Although Santa has had years to perfect present buying, he is a man and therefore appreciates guidance on what gifts to purchase especially given the scale of his acquisition and distribution operations. As a traditionalist Father Christmas values correct spelling, punctuation and grammar. Just as he takes great care to ensure the right presents reach the right children, so Santa likes to see letters properly laid out with full addresses for GPS purposes. Avoid festive spelling errors – Rudolph is most definitely a reindeer not a ‘raindear’.
Santa and his helpers like letters to be appropriately paragraphed. The first paragraph provides context explaining who the writer is and what they have been up to this year.
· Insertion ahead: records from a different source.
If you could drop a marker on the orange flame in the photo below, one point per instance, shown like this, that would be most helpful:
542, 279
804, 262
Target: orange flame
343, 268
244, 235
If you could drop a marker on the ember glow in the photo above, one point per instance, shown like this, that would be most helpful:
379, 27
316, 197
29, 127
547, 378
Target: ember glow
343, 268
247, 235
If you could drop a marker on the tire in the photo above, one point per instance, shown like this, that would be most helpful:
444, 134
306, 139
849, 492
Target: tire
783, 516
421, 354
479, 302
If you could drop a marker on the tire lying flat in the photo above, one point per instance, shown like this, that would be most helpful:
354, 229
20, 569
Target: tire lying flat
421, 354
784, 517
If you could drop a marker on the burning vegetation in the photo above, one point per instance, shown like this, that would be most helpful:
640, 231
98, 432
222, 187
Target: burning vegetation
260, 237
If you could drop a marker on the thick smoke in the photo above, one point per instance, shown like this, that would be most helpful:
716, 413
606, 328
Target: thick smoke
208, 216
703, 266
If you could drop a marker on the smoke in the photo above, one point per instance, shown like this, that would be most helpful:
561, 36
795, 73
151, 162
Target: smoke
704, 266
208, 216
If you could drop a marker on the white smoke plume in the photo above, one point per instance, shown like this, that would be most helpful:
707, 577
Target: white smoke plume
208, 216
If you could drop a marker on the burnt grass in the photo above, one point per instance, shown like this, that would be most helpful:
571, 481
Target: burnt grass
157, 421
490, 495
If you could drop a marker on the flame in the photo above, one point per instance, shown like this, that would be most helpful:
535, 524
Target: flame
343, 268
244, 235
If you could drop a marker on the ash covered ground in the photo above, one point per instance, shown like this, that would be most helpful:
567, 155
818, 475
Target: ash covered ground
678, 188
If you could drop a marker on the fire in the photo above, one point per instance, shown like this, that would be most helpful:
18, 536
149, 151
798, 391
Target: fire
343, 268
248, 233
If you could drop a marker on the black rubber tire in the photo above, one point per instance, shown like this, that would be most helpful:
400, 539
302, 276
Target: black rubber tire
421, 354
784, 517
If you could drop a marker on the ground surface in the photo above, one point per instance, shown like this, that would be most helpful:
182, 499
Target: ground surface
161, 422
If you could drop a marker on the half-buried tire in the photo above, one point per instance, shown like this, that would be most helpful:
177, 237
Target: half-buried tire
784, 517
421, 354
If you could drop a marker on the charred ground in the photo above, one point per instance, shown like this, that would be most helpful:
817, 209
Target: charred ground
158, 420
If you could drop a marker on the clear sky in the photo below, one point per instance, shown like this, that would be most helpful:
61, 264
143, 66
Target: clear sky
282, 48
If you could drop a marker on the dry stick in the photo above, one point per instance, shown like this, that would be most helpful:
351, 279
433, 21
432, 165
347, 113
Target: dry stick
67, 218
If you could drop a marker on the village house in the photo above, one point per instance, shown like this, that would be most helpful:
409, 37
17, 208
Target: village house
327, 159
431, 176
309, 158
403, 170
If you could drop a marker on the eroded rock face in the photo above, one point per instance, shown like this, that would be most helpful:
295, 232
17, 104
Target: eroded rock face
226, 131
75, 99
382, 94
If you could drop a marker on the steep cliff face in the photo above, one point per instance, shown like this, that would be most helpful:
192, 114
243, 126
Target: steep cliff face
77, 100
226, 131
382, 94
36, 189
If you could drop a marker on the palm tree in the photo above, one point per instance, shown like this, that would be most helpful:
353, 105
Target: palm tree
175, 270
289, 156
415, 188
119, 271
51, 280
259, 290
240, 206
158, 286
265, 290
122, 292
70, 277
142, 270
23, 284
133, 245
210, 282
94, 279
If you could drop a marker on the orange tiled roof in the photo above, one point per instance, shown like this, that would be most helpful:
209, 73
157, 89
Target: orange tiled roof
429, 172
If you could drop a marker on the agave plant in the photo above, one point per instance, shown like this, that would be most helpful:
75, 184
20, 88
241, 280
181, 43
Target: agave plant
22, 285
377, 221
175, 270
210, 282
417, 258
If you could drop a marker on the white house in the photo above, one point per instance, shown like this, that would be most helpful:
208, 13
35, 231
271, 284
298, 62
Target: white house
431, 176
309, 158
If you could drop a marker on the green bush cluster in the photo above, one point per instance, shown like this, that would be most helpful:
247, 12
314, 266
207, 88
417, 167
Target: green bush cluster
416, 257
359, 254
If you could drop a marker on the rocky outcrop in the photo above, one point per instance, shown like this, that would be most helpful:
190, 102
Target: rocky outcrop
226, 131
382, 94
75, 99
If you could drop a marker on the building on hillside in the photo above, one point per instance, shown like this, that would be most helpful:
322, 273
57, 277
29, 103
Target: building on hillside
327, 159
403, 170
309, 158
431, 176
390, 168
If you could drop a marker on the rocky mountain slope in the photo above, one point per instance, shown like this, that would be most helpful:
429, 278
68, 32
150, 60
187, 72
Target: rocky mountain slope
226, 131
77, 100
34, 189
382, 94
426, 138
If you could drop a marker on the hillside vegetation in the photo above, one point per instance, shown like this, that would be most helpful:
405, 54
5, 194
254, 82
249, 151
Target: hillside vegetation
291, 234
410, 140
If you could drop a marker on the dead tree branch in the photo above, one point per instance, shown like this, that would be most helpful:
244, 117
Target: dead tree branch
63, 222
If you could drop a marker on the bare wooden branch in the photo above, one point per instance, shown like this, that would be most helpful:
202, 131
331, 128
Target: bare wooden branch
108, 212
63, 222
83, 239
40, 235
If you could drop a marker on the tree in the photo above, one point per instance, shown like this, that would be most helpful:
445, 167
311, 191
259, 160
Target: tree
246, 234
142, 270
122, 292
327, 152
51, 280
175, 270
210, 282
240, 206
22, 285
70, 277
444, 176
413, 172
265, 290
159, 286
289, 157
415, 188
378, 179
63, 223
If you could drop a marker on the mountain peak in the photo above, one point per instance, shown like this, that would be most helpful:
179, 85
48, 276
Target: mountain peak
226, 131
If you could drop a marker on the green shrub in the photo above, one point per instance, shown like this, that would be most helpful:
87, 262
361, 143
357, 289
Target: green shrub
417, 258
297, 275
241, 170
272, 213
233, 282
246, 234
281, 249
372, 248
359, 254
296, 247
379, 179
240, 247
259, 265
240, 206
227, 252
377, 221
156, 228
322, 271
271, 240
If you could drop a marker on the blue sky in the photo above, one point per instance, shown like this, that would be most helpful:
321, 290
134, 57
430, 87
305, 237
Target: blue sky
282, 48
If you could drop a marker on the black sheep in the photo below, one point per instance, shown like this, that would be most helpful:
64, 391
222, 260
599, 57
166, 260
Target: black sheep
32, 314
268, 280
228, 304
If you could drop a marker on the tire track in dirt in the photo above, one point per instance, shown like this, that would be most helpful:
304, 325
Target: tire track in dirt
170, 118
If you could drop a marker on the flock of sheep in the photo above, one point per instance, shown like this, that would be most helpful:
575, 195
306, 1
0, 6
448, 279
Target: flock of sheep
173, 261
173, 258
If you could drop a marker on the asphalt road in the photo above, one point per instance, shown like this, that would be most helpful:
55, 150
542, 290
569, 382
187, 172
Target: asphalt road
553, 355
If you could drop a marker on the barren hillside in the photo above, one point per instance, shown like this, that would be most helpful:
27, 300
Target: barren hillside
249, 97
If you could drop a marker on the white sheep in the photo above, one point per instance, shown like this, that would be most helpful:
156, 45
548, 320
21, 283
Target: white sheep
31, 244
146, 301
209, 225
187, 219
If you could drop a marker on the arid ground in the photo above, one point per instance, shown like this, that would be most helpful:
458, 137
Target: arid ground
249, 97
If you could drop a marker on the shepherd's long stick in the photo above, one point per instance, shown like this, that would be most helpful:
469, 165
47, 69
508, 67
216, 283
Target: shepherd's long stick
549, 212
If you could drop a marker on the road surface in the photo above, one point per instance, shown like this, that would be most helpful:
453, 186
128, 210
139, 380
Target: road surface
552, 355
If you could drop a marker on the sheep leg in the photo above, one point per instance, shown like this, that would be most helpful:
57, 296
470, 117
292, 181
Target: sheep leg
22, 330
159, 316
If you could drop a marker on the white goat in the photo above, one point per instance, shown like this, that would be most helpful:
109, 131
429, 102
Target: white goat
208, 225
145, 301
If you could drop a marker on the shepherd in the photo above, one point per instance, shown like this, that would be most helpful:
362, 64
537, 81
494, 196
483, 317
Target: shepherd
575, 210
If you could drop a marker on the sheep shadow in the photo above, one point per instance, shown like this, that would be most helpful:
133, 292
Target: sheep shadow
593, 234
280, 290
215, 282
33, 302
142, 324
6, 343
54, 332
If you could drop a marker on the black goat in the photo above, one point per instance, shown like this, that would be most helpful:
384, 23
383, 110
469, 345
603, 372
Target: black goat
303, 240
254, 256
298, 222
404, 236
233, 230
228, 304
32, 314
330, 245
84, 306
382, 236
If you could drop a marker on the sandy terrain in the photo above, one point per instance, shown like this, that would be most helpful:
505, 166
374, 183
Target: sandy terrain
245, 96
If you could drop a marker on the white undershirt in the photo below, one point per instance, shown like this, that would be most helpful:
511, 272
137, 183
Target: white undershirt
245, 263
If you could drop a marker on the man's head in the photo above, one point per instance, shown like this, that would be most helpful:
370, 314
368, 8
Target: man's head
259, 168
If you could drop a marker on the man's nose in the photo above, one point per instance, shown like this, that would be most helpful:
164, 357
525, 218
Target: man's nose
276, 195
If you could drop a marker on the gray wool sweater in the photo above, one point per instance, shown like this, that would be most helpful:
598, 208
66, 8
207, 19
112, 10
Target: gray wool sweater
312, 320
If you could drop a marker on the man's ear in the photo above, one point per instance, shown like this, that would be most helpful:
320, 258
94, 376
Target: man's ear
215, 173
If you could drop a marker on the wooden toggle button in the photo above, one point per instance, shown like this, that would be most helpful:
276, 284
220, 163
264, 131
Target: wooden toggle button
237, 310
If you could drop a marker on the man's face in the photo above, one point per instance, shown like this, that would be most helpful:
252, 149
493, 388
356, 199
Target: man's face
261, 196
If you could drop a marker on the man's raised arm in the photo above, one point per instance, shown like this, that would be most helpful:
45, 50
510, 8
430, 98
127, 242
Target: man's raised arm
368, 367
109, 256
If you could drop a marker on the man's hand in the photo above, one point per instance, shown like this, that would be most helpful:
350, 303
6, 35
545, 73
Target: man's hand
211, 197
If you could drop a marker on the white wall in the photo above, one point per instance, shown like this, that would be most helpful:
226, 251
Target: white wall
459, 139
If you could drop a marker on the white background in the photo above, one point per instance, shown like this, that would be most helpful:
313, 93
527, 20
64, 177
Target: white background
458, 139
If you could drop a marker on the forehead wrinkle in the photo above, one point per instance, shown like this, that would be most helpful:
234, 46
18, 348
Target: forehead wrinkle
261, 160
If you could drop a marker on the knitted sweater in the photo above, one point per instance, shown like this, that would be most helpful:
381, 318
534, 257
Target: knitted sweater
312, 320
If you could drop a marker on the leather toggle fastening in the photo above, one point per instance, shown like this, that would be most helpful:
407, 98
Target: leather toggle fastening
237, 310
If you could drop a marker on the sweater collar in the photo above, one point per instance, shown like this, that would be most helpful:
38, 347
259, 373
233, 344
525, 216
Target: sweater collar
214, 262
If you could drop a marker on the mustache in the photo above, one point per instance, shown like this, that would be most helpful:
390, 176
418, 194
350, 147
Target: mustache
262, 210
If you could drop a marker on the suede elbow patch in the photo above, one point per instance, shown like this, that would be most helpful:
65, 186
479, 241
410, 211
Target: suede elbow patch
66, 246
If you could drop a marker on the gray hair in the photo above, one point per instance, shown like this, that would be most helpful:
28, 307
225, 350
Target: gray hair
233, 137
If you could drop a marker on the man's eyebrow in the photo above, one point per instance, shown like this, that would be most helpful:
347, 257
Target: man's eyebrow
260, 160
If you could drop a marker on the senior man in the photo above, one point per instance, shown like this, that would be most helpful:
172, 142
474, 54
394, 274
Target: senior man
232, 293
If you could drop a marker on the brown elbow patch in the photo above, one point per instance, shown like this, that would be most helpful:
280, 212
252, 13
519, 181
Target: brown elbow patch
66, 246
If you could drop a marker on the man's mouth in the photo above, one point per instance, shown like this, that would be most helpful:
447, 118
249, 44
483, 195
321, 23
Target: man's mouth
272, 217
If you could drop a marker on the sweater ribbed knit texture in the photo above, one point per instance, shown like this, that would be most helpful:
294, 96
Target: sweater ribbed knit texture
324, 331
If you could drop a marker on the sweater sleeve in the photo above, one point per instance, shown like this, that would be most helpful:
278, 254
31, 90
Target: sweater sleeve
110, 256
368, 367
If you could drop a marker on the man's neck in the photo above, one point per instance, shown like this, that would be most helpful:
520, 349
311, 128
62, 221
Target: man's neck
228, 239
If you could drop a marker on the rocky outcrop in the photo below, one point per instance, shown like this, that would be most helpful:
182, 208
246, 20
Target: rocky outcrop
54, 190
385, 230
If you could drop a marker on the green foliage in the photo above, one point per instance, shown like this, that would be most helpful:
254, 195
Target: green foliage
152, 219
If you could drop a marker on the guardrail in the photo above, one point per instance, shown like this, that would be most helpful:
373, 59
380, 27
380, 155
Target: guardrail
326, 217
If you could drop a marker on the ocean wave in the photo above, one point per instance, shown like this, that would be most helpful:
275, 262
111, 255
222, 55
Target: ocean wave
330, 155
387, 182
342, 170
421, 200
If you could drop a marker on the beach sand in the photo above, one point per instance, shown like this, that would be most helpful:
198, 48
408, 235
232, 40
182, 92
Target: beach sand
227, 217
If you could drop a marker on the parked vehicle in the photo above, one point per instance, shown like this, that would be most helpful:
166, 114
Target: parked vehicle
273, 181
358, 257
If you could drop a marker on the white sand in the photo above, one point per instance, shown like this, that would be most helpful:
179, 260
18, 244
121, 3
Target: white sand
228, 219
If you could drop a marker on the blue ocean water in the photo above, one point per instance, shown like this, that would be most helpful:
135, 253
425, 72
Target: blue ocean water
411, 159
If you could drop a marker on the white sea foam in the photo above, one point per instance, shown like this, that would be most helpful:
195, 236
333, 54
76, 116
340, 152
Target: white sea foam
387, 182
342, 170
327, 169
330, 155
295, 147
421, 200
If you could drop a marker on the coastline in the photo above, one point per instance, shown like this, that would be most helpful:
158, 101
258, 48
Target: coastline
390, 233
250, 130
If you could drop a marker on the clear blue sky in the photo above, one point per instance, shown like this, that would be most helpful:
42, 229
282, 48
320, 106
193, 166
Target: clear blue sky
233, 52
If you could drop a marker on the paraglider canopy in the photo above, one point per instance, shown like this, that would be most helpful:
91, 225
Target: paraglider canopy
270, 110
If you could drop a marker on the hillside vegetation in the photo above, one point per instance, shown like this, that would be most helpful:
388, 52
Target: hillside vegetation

Santa needs to check children are not on the “naughty list”.
The second paragraph will outline the Christmas wish list, and Santa appreciates a sense of priorities in what is being requested. Lengthy and over-ambitious lists may result in some disappointments; sleighs have baggage weight restrictions and the current economic austerity also affects the polar regions.
The third paragraph is important, but often overlooked. In asking for things recipients don’t have it is important to acknowledge and say thank you for all that they do possess. Santa likes to know that parents, families, friends, good health and fortune are all appreciated and not taken for granted. Father Christmas also wants to hear that the true values of Christmas matter most. Peace. kindness and love are priceless; for everything else there might be credit cards.
Finally it is always important to end with a thank you. Just as Father Christmas will appreciate words of gratitude, so do all the other parents and grandparents, friends and relatives who make Christmas such a special time.